Year-end chart performance for "A Deeper Love"
| Chart (1994) | Position |
|---|---|
| UK Singles (OCC) | 100 |
| UK Airplay (Music Week) | 29 |
| UK Club Chart (Music Week) | 25 |
| US Hot Dance Music Club/Play (Billboard) | 4 |
| US Maxi-Singles Sales (Billboard) | 16 |

==What Can We Do (A Deeper Love)==

"What Can We Do (A Deeper Love)" is a song by Dutch disc jockey and producer Tiësto with uncredited vocals from American singer Anastacia. It was released on December 27, 2011, in the Netherlands.
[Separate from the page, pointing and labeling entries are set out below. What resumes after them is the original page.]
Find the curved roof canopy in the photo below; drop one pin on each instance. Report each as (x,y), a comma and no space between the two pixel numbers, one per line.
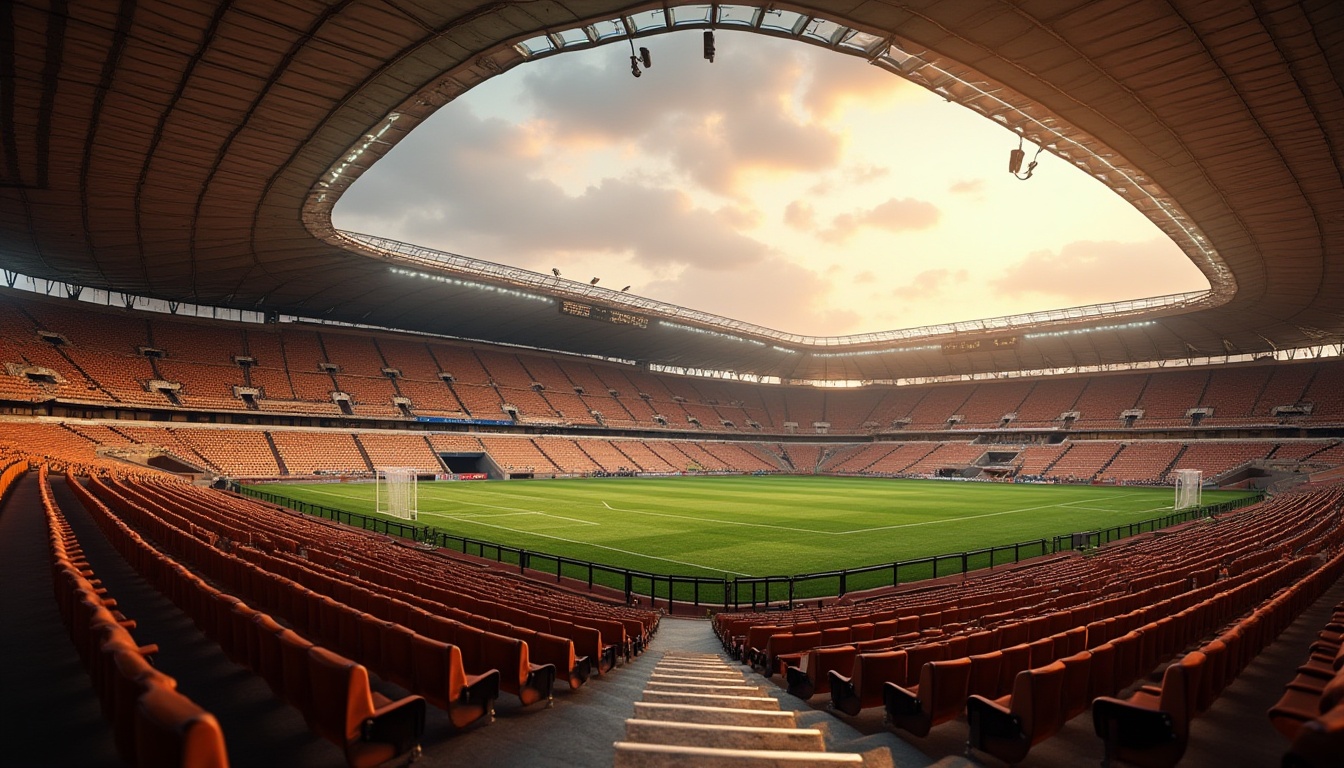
(192,151)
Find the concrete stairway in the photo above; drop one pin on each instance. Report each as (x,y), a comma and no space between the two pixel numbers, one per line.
(699,710)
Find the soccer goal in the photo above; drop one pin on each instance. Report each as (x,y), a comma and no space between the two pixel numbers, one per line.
(1190,486)
(395,492)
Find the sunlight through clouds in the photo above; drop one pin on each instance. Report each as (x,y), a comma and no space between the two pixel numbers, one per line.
(784,184)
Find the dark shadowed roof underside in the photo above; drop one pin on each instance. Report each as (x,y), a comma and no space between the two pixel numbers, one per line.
(191,151)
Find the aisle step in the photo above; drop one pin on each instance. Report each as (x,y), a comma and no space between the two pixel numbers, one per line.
(699,709)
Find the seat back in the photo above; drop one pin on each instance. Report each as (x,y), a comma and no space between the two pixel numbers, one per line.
(268,662)
(1077,685)
(918,657)
(1036,701)
(1180,686)
(1102,675)
(871,670)
(981,642)
(1042,651)
(293,658)
(1015,659)
(1212,679)
(944,687)
(984,674)
(340,697)
(397,662)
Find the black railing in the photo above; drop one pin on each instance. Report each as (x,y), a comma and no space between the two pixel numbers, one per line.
(1092,540)
(743,591)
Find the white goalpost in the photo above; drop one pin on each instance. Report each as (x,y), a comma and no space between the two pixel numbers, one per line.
(1190,486)
(395,492)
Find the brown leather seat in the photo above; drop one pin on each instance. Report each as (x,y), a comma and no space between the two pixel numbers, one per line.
(367,726)
(940,697)
(438,675)
(1151,728)
(171,731)
(1010,726)
(863,687)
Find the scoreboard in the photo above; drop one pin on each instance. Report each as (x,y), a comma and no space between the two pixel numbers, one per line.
(995,344)
(604,314)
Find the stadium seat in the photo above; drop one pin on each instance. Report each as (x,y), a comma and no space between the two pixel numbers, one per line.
(1010,726)
(370,728)
(174,732)
(438,671)
(1151,728)
(863,687)
(940,697)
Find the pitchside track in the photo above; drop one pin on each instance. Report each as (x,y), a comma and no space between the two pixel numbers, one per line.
(757,526)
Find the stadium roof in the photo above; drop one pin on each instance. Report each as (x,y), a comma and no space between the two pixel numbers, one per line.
(192,151)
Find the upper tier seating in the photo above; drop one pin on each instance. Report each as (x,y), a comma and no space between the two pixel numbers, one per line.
(297,369)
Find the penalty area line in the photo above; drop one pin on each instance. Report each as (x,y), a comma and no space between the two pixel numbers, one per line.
(721,522)
(473,522)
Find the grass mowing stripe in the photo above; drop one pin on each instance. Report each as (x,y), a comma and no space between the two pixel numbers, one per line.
(606,548)
(776,525)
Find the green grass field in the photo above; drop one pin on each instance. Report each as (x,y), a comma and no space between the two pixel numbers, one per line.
(757,526)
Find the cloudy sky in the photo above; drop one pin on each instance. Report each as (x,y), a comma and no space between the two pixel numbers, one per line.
(782,184)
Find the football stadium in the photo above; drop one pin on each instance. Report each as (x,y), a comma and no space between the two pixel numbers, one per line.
(307,495)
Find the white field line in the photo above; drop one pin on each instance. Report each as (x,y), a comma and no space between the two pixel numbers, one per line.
(511,510)
(608,548)
(519,510)
(850,531)
(1073,506)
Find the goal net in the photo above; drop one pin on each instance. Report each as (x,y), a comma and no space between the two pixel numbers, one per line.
(395,492)
(1190,484)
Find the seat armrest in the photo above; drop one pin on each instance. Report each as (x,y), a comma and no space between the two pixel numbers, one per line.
(399,722)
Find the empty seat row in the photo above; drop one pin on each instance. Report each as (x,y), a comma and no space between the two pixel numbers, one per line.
(152,722)
(331,692)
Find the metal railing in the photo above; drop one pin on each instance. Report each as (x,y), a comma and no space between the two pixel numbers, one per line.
(754,592)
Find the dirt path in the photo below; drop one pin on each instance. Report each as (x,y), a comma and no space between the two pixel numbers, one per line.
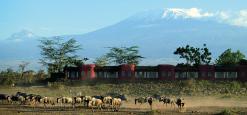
(194,105)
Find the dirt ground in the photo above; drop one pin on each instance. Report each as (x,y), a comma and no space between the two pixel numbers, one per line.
(194,105)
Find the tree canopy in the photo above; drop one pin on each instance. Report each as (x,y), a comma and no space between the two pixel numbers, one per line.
(228,57)
(193,55)
(56,53)
(124,55)
(102,61)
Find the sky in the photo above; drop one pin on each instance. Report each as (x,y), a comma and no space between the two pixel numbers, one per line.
(61,17)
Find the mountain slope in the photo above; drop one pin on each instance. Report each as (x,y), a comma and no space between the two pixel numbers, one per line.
(158,35)
(157,32)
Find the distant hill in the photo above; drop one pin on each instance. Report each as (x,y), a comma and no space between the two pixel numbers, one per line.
(157,32)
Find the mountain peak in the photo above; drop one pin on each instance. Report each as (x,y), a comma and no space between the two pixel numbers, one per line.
(22,35)
(185,13)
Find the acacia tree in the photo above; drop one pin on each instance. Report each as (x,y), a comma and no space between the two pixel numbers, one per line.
(22,67)
(56,53)
(230,58)
(124,55)
(194,56)
(102,61)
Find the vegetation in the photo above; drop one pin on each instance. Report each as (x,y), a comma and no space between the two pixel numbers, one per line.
(194,56)
(230,58)
(124,55)
(56,53)
(102,61)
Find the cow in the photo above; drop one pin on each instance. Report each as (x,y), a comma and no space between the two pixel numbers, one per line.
(3,97)
(47,100)
(107,101)
(77,100)
(167,100)
(180,103)
(140,100)
(18,98)
(116,103)
(150,102)
(86,100)
(95,103)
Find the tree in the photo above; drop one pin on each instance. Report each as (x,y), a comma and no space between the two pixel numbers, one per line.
(230,58)
(124,55)
(22,67)
(194,56)
(56,53)
(102,61)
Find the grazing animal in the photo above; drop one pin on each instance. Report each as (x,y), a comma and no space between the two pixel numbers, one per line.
(47,100)
(140,100)
(122,97)
(116,103)
(167,100)
(180,103)
(150,102)
(3,97)
(77,100)
(95,103)
(98,97)
(107,101)
(86,100)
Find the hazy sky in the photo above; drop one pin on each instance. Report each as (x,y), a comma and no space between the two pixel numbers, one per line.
(58,17)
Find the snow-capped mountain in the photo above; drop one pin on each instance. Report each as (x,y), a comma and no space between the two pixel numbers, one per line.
(22,36)
(157,32)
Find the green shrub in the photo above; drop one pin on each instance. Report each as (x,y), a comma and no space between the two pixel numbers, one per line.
(235,85)
(7,81)
(55,85)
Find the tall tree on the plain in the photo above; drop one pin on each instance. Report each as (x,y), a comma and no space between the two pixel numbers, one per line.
(193,55)
(56,53)
(124,55)
(22,67)
(228,57)
(102,61)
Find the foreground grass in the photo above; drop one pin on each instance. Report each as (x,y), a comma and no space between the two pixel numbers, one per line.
(222,89)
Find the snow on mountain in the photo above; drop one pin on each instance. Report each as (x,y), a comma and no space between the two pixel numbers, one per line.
(185,13)
(157,32)
(22,35)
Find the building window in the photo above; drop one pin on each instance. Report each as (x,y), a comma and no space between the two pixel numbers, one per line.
(140,74)
(232,75)
(219,74)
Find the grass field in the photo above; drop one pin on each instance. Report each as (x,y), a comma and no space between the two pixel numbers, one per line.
(202,97)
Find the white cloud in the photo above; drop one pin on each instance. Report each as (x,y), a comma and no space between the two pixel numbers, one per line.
(224,15)
(187,13)
(241,19)
(237,18)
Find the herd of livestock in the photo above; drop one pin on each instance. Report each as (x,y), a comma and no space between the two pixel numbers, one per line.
(99,102)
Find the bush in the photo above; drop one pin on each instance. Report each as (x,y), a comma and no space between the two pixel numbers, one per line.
(7,81)
(235,85)
(55,85)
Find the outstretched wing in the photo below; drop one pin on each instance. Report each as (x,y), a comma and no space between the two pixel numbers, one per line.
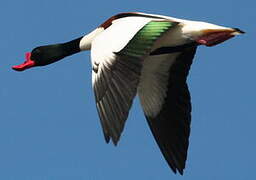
(165,99)
(117,58)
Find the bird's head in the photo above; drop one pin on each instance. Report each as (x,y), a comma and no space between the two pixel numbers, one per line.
(208,34)
(41,56)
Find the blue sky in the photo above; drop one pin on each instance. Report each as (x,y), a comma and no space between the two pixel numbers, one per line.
(49,127)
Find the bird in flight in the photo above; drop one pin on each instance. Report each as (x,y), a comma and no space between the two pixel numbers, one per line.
(145,54)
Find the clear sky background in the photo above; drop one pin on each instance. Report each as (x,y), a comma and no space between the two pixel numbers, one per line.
(49,126)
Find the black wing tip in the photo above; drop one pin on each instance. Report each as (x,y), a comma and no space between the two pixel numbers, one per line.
(239,30)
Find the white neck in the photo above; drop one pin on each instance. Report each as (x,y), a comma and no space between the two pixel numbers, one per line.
(86,41)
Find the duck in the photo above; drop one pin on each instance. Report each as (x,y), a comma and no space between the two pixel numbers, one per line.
(147,55)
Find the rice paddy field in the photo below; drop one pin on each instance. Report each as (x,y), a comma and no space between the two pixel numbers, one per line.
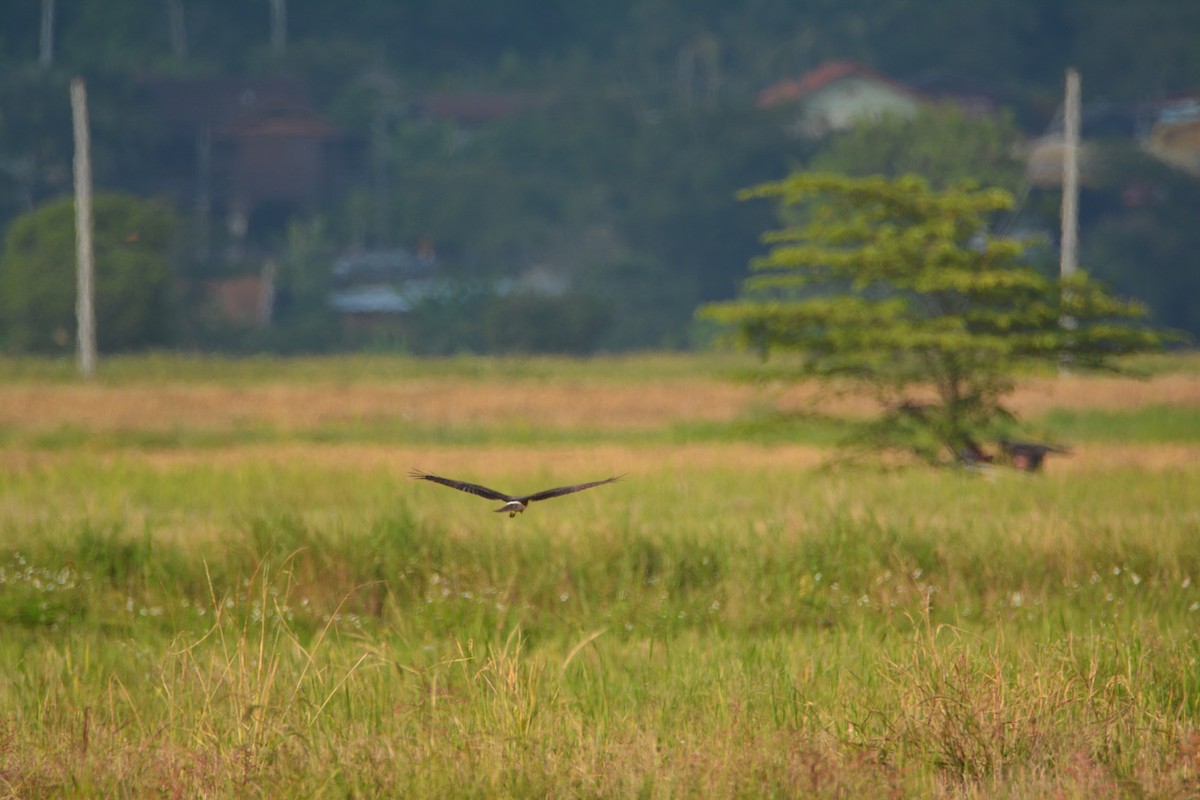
(216,579)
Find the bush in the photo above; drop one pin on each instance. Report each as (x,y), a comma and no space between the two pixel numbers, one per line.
(132,244)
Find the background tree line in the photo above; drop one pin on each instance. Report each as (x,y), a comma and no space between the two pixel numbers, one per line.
(623,184)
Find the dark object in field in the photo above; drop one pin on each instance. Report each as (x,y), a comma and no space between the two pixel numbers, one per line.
(972,456)
(513,503)
(1027,456)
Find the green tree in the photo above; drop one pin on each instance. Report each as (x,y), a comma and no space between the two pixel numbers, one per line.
(37,281)
(901,290)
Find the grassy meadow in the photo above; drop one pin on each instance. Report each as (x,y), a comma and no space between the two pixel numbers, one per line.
(216,579)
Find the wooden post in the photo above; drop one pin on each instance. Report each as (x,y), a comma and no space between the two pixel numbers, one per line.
(1067,258)
(46,38)
(279,26)
(1069,175)
(85,317)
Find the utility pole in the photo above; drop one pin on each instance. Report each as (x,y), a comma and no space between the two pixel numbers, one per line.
(85,316)
(1071,175)
(279,26)
(46,38)
(1067,258)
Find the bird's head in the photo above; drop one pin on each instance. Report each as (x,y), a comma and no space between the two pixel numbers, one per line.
(513,506)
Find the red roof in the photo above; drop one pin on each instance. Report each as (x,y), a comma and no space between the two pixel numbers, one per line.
(826,74)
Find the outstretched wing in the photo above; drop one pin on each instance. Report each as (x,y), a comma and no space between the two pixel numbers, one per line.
(567,489)
(462,486)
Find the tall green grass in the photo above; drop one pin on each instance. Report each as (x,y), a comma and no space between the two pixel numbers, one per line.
(196,630)
(186,615)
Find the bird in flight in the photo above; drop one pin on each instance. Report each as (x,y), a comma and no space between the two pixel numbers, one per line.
(513,503)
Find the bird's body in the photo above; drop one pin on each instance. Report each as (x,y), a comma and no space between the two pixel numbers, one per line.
(514,504)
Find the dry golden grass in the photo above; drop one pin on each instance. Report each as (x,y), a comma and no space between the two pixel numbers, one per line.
(597,404)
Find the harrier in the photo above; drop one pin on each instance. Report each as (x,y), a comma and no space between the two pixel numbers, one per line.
(513,503)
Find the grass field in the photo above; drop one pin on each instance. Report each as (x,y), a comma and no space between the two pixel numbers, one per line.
(216,581)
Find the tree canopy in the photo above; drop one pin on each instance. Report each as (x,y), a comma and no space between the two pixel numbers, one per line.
(901,289)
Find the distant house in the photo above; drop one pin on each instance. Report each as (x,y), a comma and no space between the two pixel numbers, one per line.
(1174,136)
(251,150)
(837,94)
(372,288)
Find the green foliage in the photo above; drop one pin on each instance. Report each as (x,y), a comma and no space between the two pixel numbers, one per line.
(941,143)
(901,289)
(132,245)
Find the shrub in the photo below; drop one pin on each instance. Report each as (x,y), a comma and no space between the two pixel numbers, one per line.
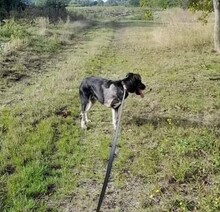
(12,29)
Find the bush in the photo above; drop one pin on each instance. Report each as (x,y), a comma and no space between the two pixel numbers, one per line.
(11,29)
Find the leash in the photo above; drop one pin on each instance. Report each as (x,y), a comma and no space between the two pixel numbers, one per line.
(112,153)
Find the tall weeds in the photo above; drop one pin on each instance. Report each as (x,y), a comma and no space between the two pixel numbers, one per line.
(181,29)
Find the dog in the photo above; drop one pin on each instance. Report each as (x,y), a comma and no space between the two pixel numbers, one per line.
(107,92)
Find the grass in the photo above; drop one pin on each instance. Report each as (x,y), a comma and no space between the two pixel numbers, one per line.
(168,158)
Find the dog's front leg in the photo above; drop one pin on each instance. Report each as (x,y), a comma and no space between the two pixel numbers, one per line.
(114,117)
(83,120)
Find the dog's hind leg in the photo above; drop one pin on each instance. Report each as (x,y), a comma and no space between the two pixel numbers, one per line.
(88,106)
(87,103)
(114,117)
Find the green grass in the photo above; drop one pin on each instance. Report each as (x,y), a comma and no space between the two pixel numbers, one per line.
(168,158)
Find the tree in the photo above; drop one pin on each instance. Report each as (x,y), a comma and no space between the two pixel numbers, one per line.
(208,6)
(6,6)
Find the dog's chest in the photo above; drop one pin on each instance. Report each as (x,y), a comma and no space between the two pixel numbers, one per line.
(110,97)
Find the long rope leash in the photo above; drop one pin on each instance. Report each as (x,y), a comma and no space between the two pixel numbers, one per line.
(112,153)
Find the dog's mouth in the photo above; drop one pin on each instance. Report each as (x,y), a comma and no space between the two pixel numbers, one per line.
(140,92)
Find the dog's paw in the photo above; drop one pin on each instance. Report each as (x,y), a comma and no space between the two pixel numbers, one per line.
(84,127)
(88,120)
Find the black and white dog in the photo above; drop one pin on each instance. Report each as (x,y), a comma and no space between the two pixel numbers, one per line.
(107,92)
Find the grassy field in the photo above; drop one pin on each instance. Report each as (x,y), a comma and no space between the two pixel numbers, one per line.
(169,153)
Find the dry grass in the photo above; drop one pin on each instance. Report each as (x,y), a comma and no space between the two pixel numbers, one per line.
(43,24)
(182,29)
(13,45)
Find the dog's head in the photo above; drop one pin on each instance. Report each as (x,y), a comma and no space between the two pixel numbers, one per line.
(133,84)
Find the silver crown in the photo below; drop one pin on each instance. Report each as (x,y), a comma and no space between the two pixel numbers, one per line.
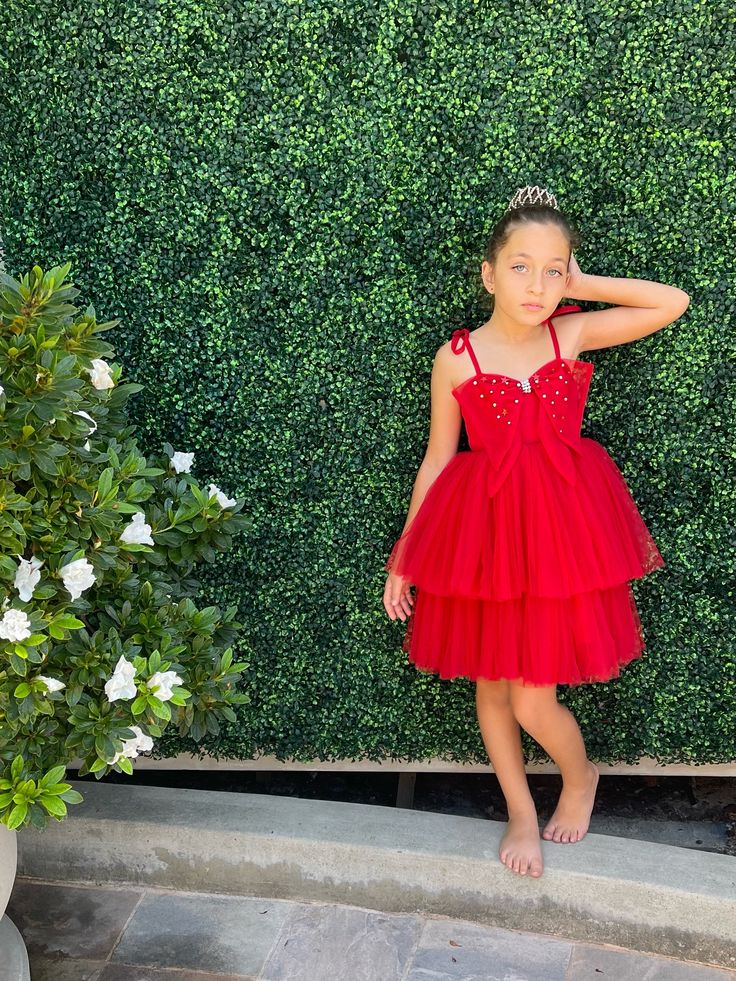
(533,195)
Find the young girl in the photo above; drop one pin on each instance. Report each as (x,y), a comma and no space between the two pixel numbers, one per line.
(521,551)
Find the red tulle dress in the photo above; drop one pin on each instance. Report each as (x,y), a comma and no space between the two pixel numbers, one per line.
(523,549)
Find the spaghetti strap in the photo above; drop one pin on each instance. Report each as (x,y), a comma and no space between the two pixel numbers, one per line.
(553,332)
(461,342)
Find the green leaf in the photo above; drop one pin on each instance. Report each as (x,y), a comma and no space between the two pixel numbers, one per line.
(104,483)
(54,775)
(72,797)
(54,805)
(17,815)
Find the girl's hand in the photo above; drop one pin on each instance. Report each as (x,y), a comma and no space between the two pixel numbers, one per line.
(397,599)
(575,288)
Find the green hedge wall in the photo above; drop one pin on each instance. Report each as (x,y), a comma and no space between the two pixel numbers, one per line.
(286,205)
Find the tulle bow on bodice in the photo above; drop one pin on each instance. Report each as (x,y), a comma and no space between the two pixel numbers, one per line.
(502,413)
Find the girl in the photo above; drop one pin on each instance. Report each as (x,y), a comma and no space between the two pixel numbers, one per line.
(521,551)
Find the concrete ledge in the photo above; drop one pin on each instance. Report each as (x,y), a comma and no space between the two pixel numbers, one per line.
(13,957)
(643,896)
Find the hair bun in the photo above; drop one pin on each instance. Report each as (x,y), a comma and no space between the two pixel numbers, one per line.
(532,195)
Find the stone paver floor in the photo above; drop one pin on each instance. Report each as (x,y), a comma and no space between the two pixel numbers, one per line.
(90,933)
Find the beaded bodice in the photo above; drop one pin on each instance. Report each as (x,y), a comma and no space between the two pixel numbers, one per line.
(502,413)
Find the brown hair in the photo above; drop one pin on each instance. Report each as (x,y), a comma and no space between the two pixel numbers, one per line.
(525,214)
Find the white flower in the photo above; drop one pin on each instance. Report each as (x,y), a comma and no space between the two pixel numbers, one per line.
(141,743)
(100,374)
(225,502)
(27,576)
(77,576)
(137,532)
(51,683)
(15,625)
(86,415)
(121,683)
(165,680)
(182,462)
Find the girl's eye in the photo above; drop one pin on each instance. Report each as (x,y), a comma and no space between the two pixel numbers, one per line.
(520,265)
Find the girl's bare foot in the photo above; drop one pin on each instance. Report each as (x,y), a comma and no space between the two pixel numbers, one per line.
(520,848)
(571,819)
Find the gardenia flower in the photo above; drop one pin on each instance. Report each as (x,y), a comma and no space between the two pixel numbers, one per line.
(121,684)
(137,532)
(165,680)
(81,412)
(27,576)
(77,576)
(225,502)
(141,743)
(100,374)
(15,625)
(182,462)
(51,683)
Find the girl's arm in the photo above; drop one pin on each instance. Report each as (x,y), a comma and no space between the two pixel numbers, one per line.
(646,306)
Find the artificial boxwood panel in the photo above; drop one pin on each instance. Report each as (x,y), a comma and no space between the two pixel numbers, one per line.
(286,204)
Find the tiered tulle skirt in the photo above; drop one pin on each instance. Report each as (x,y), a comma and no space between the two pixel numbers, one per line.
(532,584)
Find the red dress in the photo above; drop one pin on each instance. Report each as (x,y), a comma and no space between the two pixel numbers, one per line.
(523,549)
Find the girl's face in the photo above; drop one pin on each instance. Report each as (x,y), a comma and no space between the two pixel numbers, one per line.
(530,274)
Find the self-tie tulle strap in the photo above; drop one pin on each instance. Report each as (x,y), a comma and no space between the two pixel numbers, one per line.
(460,342)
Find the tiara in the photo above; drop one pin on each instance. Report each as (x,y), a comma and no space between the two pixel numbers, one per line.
(532,195)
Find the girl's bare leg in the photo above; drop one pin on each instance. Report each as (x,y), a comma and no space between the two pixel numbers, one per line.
(520,848)
(554,727)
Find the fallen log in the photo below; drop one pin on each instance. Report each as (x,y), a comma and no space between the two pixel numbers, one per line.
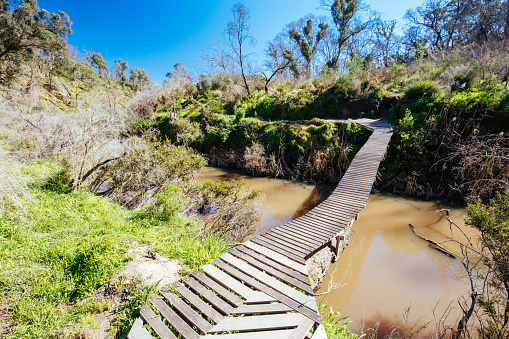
(433,244)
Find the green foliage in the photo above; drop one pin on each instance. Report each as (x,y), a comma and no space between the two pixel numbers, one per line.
(336,326)
(57,247)
(422,90)
(121,67)
(492,220)
(139,78)
(227,207)
(27,29)
(170,200)
(96,60)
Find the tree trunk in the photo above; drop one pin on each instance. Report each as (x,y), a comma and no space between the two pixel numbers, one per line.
(507,22)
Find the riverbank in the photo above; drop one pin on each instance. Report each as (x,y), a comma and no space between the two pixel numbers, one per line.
(58,246)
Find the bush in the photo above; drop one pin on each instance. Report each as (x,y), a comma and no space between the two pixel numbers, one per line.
(423,89)
(80,141)
(145,169)
(226,208)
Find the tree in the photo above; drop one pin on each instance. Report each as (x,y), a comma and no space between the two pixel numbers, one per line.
(492,220)
(81,74)
(275,63)
(238,36)
(25,30)
(121,67)
(54,61)
(139,78)
(447,23)
(343,15)
(308,42)
(96,60)
(384,39)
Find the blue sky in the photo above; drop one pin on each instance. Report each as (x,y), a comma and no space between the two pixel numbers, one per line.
(156,34)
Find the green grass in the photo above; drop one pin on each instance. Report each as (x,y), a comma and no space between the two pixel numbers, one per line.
(336,325)
(57,247)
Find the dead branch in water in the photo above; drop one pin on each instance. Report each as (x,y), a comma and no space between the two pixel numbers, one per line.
(433,244)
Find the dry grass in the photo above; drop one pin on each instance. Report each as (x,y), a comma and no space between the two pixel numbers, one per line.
(81,141)
(481,166)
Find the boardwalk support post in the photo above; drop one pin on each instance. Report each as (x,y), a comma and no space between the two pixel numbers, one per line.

It is the second single from the Tiësto mixed compilation Club Life, Vol. 2 - Miami. But, it's the Third Party remix of the song which is included in the album.

===Background and release===
Tiësto and Anastacia sampled the Aretha Franklin version of "A Deeper Love" to use the chorus in their song. The song was featured in commercials for Škoda Auto. Anastacia later released a solo version during the summer of 2012.

===Music video===
The music video premiered on Tiësto's official YouTube channel on January 20, 2012.

===Track listing===
- Digital download (MF038)
1. "What Can We Do (A Deeper Love)" (Radio Mix) – 3:48
2. "What Can We Do (A Deeper Love)" (Third Party Remix) – 6:26
3. "What Can We Do (A Deeper Love)" (Extended Mix) – 5:56

- Digital download / Anastacia's 2012 solo pop version (BMG)
4. "What Can We Do (Deeper Love)" – 3:26

==Other cover versions==
- In 2012 the EDM band Apollo 440 released a version of the song titled "A Deeper Dub" on their album "The Future's What It Used To Be".
- In 2015 house producer Jauz released a remake of the song. With no additional vocals, just a change of genre.
- In 2017, Riton, MNEK, & The House Gospel Choir covered the chorus in their track "Deeper."
- In 2018, Berlin based producer and composer Tinush used Aretha's vocal samples to produce his version "Struggle".
- In 2019, Melanie C performed the song on her global Pride tour.